Hello everyone. Don't know why I'm posting this really, I think I'm just looking for reassurance that what I'm feeling is at least relatively normal and will eventually go away.
I've got a beautiful 2 week old daughter. She's not a "difficult" baby particularly (in my very limited experience) - she's got a lovely generally contented disposition, she cries but not endlessly, she loves cuddles and seems easily soothed most of the time. Evenings are challenging because she's v. wakeful and fractious - won't sleep but too restless to be happily awake either, and this is when she'll be most tearful and often quite distressed. But from what I've read, that isn't particularly out of the ordinary.
My problem is that I just feel very overwhelmed by everything to do with learning how to be a mum. I feel this enormous weight of responsibility for this new little person I've brought into the world. I'm worried all the time about whether I'm making the right decisions. I'm formula feeding (I had a breast reduction 2 years ago, I know BF is possible afterwards, but I was worried about milk supply and I've got long-standing issues with my breasts anyway) and I'm berating myself about not having at least tried breastfeeding and whether she'll get ill because of me.
I've also started to use a dummy to help settle her when she's tired but still restless - she'll root away for ages, even after a feed, and will grizzle and cry lots when she can't find something to put in her mouth. I've tried feeding her in case she's still hungry but she's not. I did a lot of reading on how a dummy can be really helpful for exactly these situations, so long as used carefully and not as an automatic response, but I never thought I'd use a dummy. I feel I'm taking the easy way out, that I should be reading her needs better and finding some other way of meeting them.
Basically, in lots of ways I feel I'm letting my daughter down and I'm not meeting my own expectations of how I would be as a mum. I feel anxious a lot, and quite depressed especially in the evenings. In the mornings I feel really positive - today I took B (my daughter) on our first proper outing in the car to the supermarket, and it went fine, and I was really proud of myself afterwards. But as the day draws on I get more and more worried about what the evening will bring and how I'll cope. And this weekend my husband is going away for 3 days on a stag do (unavoidable, it's his brother's) and I don't know how I'll cope for all that time on my own.

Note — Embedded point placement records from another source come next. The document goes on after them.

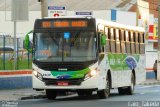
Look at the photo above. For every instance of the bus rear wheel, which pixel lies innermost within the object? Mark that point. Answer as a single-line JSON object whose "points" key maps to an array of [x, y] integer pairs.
{"points": [[105, 92], [51, 94]]}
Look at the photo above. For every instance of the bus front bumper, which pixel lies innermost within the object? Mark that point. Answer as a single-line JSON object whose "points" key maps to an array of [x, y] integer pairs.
{"points": [[91, 83]]}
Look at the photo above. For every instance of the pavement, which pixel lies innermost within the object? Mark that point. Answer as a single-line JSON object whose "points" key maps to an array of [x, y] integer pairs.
{"points": [[29, 93]]}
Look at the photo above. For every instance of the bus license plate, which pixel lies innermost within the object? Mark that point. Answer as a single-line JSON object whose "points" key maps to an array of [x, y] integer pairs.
{"points": [[62, 84]]}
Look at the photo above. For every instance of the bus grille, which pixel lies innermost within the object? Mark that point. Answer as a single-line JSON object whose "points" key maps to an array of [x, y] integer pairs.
{"points": [[55, 81]]}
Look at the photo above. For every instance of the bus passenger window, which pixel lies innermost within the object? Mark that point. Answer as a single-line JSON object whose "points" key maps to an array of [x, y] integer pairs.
{"points": [[112, 40], [122, 38], [142, 46], [118, 47], [127, 38], [107, 39], [137, 42]]}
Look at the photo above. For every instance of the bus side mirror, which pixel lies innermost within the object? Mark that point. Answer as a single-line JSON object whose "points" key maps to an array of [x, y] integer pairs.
{"points": [[103, 39], [28, 42]]}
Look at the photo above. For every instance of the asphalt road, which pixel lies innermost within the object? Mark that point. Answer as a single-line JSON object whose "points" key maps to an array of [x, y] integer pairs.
{"points": [[148, 96]]}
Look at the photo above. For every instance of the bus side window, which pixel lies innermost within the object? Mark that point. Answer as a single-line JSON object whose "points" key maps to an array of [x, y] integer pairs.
{"points": [[122, 38], [132, 36], [101, 48], [137, 42], [142, 47], [108, 39], [117, 35], [127, 38], [112, 40]]}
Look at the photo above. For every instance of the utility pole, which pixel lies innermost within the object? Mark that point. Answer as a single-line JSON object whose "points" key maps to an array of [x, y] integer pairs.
{"points": [[158, 62], [44, 8]]}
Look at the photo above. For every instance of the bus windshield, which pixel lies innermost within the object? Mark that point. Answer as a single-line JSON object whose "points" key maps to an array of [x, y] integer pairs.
{"points": [[74, 46]]}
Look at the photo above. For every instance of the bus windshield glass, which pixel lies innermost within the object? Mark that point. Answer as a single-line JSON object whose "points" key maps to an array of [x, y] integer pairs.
{"points": [[77, 46]]}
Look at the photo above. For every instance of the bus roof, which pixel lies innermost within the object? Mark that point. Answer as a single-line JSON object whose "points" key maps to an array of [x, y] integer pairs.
{"points": [[118, 25]]}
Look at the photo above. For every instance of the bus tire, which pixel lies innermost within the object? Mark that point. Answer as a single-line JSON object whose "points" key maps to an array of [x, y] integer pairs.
{"points": [[127, 90], [51, 94], [105, 92]]}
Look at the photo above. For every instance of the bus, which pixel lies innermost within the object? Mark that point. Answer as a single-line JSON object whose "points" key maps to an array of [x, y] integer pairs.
{"points": [[85, 54]]}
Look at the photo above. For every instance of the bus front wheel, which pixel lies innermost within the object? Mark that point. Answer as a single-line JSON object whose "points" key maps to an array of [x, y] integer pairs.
{"points": [[51, 94]]}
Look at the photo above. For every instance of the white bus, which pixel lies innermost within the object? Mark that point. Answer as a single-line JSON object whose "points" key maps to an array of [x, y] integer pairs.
{"points": [[85, 55]]}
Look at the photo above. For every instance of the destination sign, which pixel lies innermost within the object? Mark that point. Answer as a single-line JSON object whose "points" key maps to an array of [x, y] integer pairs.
{"points": [[57, 24]]}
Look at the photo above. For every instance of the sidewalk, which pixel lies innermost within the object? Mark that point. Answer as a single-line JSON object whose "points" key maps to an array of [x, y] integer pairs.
{"points": [[20, 94], [29, 93], [150, 82]]}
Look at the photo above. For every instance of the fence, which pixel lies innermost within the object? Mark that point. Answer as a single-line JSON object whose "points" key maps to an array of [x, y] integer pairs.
{"points": [[23, 58]]}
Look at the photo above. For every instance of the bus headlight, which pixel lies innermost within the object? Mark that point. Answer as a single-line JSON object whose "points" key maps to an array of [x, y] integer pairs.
{"points": [[38, 75], [90, 74]]}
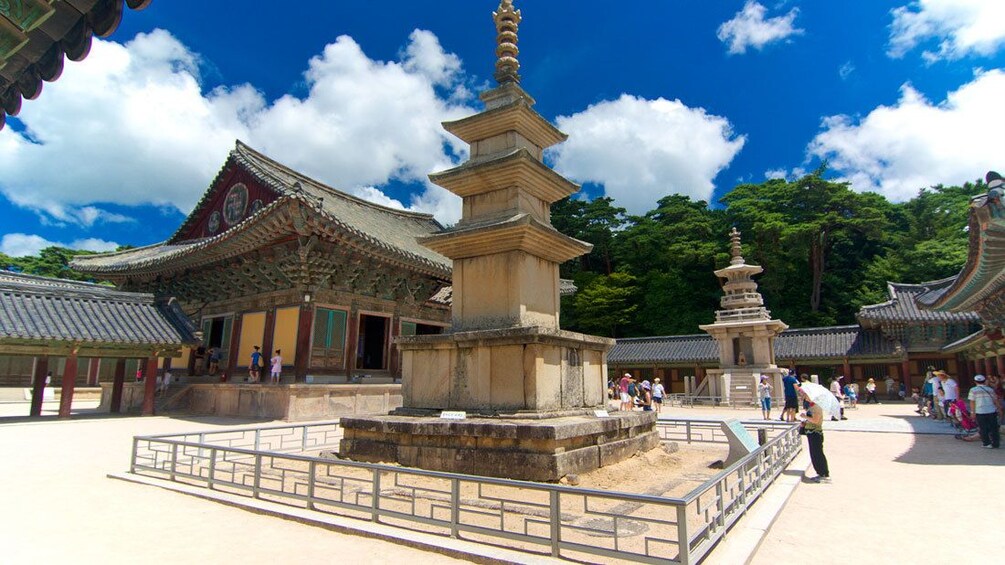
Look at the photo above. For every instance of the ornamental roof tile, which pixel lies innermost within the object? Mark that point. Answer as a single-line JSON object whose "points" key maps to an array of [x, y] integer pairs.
{"points": [[902, 306], [833, 342], [39, 309]]}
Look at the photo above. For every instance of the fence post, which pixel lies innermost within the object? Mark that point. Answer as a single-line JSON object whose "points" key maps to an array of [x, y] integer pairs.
{"points": [[311, 482], [375, 504], [257, 472], [212, 466], [174, 461], [454, 507], [683, 542], [556, 518]]}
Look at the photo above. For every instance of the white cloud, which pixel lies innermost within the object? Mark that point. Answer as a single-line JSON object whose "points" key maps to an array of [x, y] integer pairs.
{"points": [[132, 126], [21, 244], [960, 27], [915, 144], [642, 150], [749, 28]]}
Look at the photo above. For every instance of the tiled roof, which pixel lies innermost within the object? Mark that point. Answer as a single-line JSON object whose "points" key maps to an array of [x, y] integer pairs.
{"points": [[40, 309], [36, 37], [386, 230], [834, 342], [902, 306]]}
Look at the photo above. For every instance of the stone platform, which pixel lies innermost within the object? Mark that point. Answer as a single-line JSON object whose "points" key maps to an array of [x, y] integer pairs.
{"points": [[523, 448]]}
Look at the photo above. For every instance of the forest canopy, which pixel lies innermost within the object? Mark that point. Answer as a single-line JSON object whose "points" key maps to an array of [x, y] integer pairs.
{"points": [[826, 250]]}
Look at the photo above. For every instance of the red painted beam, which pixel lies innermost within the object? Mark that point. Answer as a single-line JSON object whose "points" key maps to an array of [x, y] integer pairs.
{"points": [[69, 382]]}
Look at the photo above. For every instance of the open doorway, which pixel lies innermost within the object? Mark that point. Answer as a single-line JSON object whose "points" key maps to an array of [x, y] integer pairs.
{"points": [[371, 352]]}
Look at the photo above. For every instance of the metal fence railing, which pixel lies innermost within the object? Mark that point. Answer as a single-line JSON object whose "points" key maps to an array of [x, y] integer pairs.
{"points": [[268, 463]]}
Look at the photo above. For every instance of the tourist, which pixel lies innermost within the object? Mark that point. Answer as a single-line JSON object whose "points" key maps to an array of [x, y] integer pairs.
{"points": [[986, 407], [764, 393], [791, 386], [254, 370], [657, 394], [870, 391], [950, 389], [835, 389], [813, 428], [935, 405], [645, 396], [623, 390], [276, 373], [214, 360], [200, 358]]}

I feel like I don't want to bang on about this to anyone RL (apart from my husband, who has tried to reassure me but I feel like he's just placating the nutter) because I don't want people worrying about me, and I'm a bit embarassed to be honest - I've heard of babies that never seem to sleep, that are always crying - I've been lucky by comparison so part of me feels like I'm being extra rubbish by feeling like this.
I just want this weird time to pass - I still feel very fumbling and inadequate, like I don't really know what I'm doing. It still takes me fricking ages to put a sleep suit on because I'm scared I'll break her fingers. I want to feel more confident and less on edge all the time. I don't think I'm seriously depressed but I am very emotionally raw and seem to spend a lot of time bawling my eyes out.
I dunno what I'm asking really. Just if anyone else has ever felt like this, and how you got through it - was it just time, or was there some kind of watershed moment?